Seventeen percent of the 800 black registered voters surveyed believe that Mr. Bush deserves re-election, and the president’s approval rating in the poll is 21 percent.
Although Mr. Bush has had troubled relations with black voters, his numbers are an improvement over the meager 8 percent of the black vote he won in 2000.
As for Democratic presidential candidate John Kerry, 53 percent support him, with 32 percent reporting that the senator from Massachusetts is the best person to replace the president.
“President Bush’s approval rating among African Americans has not fluctuated greatly since 2002, when he had a high approval rating in the aftermath of the U.S. response to the September 11, 2001, terrorist attack,” BAMPAC President Alvin Williams said.
“Since then he has returned to his average rating among African Americans, which has been in the range of 20 to 25 percent,” he said.
Mr. Kerry’s favorable standing in the poll, which was conducted between June 30 and July 4 for BAMPAC by Wilson Research Strategies, “can primarily be attributed to his partisan affiliation,” Mr. Williams said.
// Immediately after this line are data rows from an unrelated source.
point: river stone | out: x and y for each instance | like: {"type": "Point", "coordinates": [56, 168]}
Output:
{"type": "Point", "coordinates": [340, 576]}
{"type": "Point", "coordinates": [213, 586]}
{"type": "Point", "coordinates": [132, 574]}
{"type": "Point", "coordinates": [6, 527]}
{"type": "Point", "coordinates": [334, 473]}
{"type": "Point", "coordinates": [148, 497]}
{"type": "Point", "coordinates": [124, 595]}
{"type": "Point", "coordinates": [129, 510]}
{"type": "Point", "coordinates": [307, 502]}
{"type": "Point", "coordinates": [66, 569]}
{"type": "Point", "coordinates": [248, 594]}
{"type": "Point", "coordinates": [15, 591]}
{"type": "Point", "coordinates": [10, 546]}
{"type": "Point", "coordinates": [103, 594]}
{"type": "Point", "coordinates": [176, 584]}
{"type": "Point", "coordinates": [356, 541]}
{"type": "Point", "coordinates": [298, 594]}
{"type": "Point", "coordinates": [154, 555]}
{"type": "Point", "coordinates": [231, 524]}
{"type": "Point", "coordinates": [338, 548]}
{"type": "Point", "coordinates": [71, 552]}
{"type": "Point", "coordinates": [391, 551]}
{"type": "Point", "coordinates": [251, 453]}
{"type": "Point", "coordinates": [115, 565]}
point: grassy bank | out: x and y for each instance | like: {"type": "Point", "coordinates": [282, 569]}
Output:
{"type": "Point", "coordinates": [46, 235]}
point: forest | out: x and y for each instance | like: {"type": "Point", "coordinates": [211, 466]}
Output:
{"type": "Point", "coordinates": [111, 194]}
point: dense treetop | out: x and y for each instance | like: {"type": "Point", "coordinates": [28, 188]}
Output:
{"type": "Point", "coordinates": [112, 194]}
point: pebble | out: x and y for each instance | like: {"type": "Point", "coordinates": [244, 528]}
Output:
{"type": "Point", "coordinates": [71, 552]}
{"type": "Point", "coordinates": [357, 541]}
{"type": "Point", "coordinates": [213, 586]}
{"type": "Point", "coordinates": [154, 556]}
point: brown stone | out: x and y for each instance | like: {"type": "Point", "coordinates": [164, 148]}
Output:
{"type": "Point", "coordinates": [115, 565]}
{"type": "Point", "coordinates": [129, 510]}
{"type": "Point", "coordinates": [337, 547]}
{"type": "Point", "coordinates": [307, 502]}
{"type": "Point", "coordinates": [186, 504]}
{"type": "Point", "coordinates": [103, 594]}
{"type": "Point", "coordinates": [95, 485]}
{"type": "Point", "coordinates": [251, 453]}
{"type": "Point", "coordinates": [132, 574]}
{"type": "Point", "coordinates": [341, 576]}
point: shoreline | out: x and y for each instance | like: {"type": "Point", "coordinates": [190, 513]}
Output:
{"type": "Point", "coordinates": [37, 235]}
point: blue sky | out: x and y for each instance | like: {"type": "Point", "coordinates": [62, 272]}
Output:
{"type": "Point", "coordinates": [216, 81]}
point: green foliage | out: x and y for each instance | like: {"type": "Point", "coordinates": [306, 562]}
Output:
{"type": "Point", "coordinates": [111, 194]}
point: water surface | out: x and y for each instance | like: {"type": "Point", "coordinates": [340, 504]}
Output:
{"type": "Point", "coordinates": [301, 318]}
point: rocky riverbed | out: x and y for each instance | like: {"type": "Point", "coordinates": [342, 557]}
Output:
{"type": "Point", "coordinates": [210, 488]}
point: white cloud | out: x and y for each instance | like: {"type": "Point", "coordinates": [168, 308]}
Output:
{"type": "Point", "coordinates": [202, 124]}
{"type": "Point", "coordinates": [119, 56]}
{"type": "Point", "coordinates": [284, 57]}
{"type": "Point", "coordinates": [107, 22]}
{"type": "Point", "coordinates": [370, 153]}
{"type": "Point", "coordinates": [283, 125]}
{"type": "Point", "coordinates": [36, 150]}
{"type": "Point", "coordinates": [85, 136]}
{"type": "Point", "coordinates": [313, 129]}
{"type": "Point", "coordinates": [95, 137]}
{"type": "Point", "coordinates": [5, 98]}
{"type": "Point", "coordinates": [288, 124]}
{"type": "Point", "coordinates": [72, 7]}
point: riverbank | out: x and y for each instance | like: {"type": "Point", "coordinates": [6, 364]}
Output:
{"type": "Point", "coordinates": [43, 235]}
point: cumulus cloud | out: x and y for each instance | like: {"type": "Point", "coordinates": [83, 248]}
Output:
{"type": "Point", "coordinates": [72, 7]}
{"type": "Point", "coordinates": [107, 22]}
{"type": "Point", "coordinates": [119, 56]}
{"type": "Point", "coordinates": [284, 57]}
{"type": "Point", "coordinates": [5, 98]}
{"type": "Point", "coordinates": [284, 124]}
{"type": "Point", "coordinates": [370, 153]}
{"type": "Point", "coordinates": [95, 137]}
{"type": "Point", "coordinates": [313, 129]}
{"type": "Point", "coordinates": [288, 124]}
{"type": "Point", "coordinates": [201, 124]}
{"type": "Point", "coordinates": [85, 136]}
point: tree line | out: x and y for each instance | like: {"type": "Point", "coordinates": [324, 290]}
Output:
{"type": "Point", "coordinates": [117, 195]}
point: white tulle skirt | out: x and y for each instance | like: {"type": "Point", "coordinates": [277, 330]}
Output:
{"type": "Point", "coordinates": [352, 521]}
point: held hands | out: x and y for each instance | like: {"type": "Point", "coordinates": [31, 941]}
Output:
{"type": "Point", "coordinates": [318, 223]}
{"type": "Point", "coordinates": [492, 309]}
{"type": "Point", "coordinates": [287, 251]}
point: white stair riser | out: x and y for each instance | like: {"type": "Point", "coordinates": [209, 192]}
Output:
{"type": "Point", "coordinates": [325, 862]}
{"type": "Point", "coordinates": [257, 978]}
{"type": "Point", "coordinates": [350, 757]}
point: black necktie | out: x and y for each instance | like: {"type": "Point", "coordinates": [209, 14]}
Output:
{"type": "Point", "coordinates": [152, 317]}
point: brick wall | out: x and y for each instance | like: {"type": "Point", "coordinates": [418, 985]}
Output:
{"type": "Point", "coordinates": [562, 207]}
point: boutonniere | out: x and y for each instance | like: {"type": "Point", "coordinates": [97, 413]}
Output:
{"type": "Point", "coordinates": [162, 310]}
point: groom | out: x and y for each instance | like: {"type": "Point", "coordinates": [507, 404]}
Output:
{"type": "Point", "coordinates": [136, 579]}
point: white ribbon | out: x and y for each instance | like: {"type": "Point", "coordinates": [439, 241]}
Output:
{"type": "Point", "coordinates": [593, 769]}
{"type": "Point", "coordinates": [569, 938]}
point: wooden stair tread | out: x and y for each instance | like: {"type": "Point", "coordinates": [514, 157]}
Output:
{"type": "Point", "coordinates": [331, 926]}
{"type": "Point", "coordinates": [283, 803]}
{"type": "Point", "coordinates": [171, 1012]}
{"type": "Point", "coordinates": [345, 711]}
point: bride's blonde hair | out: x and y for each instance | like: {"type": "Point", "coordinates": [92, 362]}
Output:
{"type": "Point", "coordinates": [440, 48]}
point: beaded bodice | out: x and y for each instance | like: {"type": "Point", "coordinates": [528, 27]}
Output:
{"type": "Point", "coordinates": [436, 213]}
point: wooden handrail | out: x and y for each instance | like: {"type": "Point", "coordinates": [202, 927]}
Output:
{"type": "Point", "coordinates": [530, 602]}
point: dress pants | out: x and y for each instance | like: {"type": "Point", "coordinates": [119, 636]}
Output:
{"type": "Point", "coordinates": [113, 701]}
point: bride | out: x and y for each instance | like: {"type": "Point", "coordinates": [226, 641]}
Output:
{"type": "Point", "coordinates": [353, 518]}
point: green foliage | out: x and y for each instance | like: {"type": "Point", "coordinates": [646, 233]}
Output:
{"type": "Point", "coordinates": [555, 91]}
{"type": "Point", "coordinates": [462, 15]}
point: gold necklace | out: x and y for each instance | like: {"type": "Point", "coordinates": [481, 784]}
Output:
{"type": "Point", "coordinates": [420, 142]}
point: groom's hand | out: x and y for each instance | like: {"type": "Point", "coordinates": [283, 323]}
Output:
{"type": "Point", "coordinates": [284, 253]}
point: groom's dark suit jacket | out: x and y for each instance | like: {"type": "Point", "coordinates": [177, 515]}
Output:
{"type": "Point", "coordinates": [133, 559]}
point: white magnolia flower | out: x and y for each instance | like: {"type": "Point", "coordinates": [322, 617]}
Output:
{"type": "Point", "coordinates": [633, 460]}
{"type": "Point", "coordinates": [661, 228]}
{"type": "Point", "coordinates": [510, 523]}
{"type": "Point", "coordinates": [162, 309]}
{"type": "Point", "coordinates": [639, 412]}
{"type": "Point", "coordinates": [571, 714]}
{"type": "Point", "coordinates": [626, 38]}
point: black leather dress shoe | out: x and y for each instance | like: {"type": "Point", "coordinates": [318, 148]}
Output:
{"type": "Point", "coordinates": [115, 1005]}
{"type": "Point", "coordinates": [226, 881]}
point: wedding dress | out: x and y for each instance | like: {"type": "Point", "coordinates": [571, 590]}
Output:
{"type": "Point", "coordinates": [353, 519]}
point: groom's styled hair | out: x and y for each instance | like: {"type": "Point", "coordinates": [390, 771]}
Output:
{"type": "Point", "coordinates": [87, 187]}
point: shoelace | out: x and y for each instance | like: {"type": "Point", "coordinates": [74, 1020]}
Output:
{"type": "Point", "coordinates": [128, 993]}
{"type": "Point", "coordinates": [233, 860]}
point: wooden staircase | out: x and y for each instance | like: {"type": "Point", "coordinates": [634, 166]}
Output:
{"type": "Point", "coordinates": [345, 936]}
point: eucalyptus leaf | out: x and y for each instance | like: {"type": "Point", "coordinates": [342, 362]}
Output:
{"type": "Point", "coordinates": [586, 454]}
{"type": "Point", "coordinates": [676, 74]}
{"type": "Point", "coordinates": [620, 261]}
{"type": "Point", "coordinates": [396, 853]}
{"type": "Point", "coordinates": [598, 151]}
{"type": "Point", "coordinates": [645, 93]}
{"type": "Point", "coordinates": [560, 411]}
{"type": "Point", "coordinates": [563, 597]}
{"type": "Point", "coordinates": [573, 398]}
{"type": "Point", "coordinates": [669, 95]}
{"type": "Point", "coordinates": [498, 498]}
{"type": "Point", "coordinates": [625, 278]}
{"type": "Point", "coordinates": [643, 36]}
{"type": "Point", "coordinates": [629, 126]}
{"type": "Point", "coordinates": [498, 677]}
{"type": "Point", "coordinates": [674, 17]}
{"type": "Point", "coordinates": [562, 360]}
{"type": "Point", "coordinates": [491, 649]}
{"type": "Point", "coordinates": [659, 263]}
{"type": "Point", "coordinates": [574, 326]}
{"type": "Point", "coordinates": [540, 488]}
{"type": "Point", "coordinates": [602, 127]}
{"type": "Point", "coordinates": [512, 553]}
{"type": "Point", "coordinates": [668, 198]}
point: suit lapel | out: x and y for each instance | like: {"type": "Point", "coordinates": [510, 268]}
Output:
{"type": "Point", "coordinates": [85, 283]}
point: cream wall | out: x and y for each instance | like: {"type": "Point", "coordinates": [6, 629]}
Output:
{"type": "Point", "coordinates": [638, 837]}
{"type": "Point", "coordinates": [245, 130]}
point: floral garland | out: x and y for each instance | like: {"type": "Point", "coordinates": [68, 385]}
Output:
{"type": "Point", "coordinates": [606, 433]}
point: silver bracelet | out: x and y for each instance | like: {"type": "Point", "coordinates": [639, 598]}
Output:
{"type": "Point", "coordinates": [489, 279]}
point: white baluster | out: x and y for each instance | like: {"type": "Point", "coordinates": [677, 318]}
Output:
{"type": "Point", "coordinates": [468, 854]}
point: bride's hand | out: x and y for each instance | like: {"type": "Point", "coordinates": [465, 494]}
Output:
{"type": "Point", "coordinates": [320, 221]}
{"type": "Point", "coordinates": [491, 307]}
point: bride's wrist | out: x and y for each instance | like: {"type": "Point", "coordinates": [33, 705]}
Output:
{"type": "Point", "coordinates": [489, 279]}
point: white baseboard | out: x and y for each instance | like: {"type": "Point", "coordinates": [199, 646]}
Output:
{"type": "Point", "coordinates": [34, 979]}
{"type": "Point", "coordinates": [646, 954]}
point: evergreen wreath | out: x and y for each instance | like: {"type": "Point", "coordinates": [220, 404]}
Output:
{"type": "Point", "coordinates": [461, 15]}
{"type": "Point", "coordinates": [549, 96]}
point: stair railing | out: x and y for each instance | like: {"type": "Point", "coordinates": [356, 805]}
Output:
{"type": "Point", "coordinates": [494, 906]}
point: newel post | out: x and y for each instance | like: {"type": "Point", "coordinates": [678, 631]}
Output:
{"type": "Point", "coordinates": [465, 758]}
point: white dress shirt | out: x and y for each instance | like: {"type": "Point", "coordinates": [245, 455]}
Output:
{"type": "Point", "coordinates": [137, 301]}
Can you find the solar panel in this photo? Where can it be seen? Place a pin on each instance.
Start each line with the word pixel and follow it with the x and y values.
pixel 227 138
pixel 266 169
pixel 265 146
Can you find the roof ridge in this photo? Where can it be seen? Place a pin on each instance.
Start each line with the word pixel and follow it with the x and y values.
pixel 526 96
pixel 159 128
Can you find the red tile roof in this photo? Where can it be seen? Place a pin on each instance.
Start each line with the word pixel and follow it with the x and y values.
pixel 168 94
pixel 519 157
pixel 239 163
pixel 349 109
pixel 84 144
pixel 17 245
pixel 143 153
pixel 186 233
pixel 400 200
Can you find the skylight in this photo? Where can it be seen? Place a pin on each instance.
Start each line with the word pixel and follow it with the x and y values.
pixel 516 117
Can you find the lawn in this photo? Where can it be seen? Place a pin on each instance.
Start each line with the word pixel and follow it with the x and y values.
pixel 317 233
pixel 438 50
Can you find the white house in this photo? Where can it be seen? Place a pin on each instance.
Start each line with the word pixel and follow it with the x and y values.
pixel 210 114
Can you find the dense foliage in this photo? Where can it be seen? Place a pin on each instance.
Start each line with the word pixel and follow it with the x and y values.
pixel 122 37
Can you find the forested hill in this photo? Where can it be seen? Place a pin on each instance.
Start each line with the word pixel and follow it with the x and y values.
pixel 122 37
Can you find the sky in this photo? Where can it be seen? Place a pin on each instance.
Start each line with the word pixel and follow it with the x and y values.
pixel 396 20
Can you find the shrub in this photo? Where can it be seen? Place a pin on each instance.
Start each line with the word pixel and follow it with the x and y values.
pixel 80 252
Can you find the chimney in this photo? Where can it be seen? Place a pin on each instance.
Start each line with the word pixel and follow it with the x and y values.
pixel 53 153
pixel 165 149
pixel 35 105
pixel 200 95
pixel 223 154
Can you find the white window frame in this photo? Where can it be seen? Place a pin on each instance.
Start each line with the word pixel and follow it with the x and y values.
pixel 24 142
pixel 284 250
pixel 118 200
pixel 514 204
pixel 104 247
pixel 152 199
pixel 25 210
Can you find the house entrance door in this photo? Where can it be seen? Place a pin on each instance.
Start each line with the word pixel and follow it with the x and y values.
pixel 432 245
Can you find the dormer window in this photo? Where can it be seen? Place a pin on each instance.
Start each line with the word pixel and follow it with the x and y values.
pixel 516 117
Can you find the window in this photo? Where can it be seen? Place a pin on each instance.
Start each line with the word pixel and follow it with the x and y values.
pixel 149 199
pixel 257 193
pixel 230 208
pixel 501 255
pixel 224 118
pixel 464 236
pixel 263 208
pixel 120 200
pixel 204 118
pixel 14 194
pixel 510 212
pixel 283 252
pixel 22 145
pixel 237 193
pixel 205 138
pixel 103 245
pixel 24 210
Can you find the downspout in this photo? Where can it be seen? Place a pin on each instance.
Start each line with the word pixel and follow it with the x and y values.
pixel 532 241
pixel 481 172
Also among the poll’s findings:
The most important issues to blacks when choosing a candidate are the economy (34 percent), health care (12 percent) and education (11 percent).
Secretary of State Colin L. Powell was rated as the most influential black political figure by 38 percent of respondents. The Rev. Jesse Jackson ranked second with 27 percent.
The National Association for the Advancement of Colored People received the most “very favorable” ratings among a group of political organizations and individuals, getting that rating from 51 percent of respondents. The Democratic Party followed at 41 percent, with Mr. Powell third at 33 percent. The NAACP scored its high ratings while the president was refusing to address the group at its annual convention last week in Philadelphia.
The poll comes as the Bush campaign makes another effort to court black voters, who have voted overwhelmingly Democratic for the past 40 years.
The campaign’s national steering committee for black voter and urban outreach was announced in Detroit earlier this week, following a conference of church leaders, businessmen and elected officials.
David Murray, director of coalitions for the Bush campaign in Michigan, declined yesterday to speak about the outreach effort.
“The president is not to be blamed here,” said Harold Doley Jr., a black New York businessman, former President Reagan appointee and a major Republican Party donor. “It is the people who are mapping out the campaign strategy who are overlooking the black vote.”